To make 1 gallon of sun tea, you will need some tea bags (we recommend simple orange pekoe tea for the cleanest flavor), 1 gallon of water, an orange, and a lemon. We also love using mint leaves as a garnish for this refreshing drink, if desired.

The steeping vessel you use matters, though. We recommend steeping the tea in a glass jar that has been washed with soap to lower the chance of bacteria developing.

Steep the tea bags in cold water

Making citrus sun tea is a simple process that involves just a few easy steps. It's important to use a large 1-gallon jar to ensure that the tea has enough room to steep properly. Once your ingredients are ready, place the tea bags into the jar and fill it with water. It's best to use filtered water to avoid any unwanted impurities.

Place the jar in a sunny spot for about 4 hours. The sun's warmth will help steep the tea slowly, thus avoiding the shock of blanching the tea in boiling water. Once the tea has steeped for 4 hours, carefully remove the jar from the sunny spot, and transfer it to the fridge.

Add the citrus

Letting the tea chill in the fridge is an important step in the process of making citrus sun tea. This allows the flavors to meld together, and the tea to fully cool down. It's recommended to let the tea chill for at least 1 hour before serving, but you can let it chill for longer. Once the tea has fully chilled, fill a glass with a few ice cubes, and then add 1 orange slice and 1 lemon slice.

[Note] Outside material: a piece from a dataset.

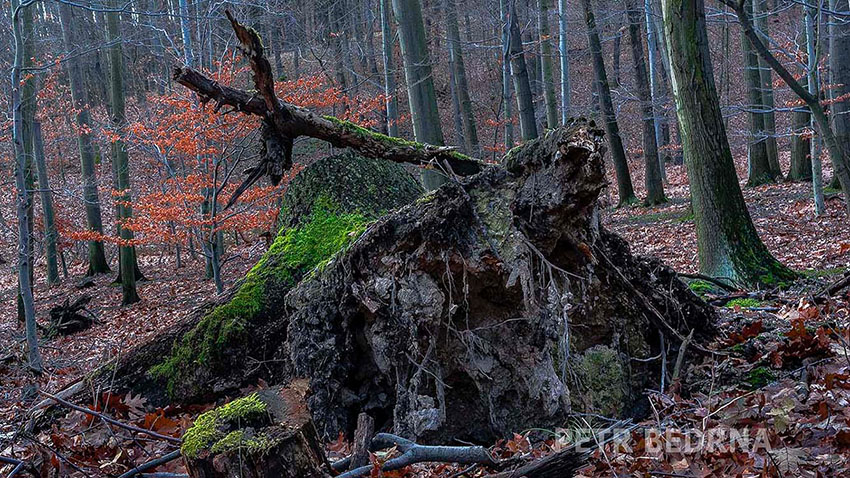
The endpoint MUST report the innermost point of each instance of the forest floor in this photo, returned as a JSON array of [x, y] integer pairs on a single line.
[[782, 370]]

Serving the citrus sun tea for a crowd

If you're serving this tea for a crowd, you can transfer the tea to a large pitcher filled with ice and the citrus slices. You can also add mint leaves if desired, for a refreshing and aromatic touch. Just don't let the tea infuse with the citrus slices for too long, for it will become bitter over time.

Enjoy the citrus sun tea

If you're serving the tea to a crowd of all ages, particularly children, you may also choose to accompany your tea with simple syrup so that people can sweeten the tea to their liking. Overall, making citrus sun tea is a simple and fun process that yields a delicious and refreshing drink that is perfect for any occasion. Give it a try the next time you're looking for a tasty and hydrating beverage to enjoy on a sunny day.

Citrus Sun Tea Recipe
5 from 31 ratings
This classic sun tea recipe incorporates fresh citrus for an easy and refreshing summer beverage.
Prep Time
Cook Time
two glasses of iced tea
Total time: 5 hours, 5 minutes
  • 4 tea bags
  • 1 gallon water
  • 1 orange, sliced
  • 1 lemon, sliced
Optional Ingredients
  • Mint sprigs
  1. Place the tea bags in a large 1-gallon jar, and fill the jar with cold water. Place it outside in a sunny spot for 4 hours, then transfer it to the fridge.
  2. Once the tea has cooled, fill glasses with 1 orange slice and 1 lemon slice. Top with ice as needed. Pour the tea into the glasses, garnish with 1 sprig of mint, if desired, and serve.
  3. Alternatively, you can transfer the tea to a large pitcher filled with ice, the lemon and orange slices, and mint leaves. Serve immediately.
Calories per Serving 5
Total Fat 0.0 g
Saturated Fat 0.0 g
Trans Fat 0.0
Cholesterol 0.0 mg
Total Carbohydrates 1.3 g
Dietary Fiber 0.3 g
Total Sugars 0.9 g
Sodium 9.6 mg
Protein 0.1 g
The information shown is Edamam’s estimate based on available ingredients and preparation. It should not be considered a substitute for a professional nutritionist’s advice.